Last June, the Medical Center piloted one pod. They plan to add another three this month. Toomey Bueno’s pods are “T-shaped,” and operate much like those at Shands. Toomey Bueno visited Notte’s operation to prepare for the switch. She did, however, make a few changes to Notte’s system. Instead of a five-well steamtable, she has six-well one. The steamtable is also dry, so that drains wouldn’t have to be added in the floors. At the Medical Center, the person assembling the hot food plates also pours coffee.

In addition to the person assembling the hot food and the two people assembling the cold food and trays, each pod also has a runner who activates the heat-on-demand plates and backs up any items that may be running low in the pod, such as condiments.

Once the entire hospital is converted to the pod system, only bulk items like soups and sauces will be done cook-chill, and the rest of the items will be cook-serve.

Toomey Bueno strongly suggests using reach-in, air curtain refrigerators because items inside are easy to see and people don’t have to worry about doors not closing all the way.

In addition to patient satisfaction going up, Toomey Bueno says employee morale has also increased.

Saint Peter’s University Hospital: In January, this 450-bed hospital in New Brunswick, NJ, will begin its pod system. “We’ve been looking around for two years at new trends like room service,” says Debbie Signorelli, manager of food and nutrition. “Our kitchen would require significant renovations to run room service and you have to add FTEs so the hospital wasn’t able to commit that amount of money.”

Signorelli still wanted to make a change to improve patient satisfaction and employee morale, and after hearing about pods from other directors, she decided to make the switch.

“One of the things that a pod system does is increase staff accountability,” Signorelli says. “On a traditional tray line, there are maybe nine or 10 employees who have some sort of hand in assembling that tray. With the pod system you are breaking the tray line up into three mini tray line areas and you have one employee who is going to see the patient for menu selections, assemble the tray and deliver the tray. So the accountability of the correctness of items on that tray rests with one employee.”

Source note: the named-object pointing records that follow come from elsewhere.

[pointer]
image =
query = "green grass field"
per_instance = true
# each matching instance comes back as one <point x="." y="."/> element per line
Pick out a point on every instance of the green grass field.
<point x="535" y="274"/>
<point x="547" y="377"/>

When Saint Peter’s starts pods, there will be three. “The key thing that we are doing with the switch is that we [will be] labor neutral,” Signorelli says. “We are redistributing the labor pool.” New equipment for the system will cost $140,000.

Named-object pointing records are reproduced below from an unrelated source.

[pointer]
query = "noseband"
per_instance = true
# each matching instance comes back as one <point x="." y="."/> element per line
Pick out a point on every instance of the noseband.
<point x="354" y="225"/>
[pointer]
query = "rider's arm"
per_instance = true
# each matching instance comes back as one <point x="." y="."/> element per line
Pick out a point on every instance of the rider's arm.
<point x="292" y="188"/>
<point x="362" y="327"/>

In conjunction with the pods, the menu will be changed to restaurant style, as opposed to the current seven-day cycle menu.

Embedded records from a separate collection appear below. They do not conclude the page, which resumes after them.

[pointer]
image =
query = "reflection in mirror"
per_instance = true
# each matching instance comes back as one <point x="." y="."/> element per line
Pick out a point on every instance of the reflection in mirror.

Another change is moving to a liberalized diet program. In the program, patients can order anything from the menu unless a physician has specified that the patient must follow a specific diet, such as those on post-gastric bypass, protein restricted and liquid diets. The diet and clinical nutrition staff will monitor patient selections. If a patient chooses inappropriate selections three times, an educational consult will be conducted. Symbols on the menu identify the items that are high calorie, high sodium, etc. The program is intended to teach patients how to make healthier choices after hospitalization.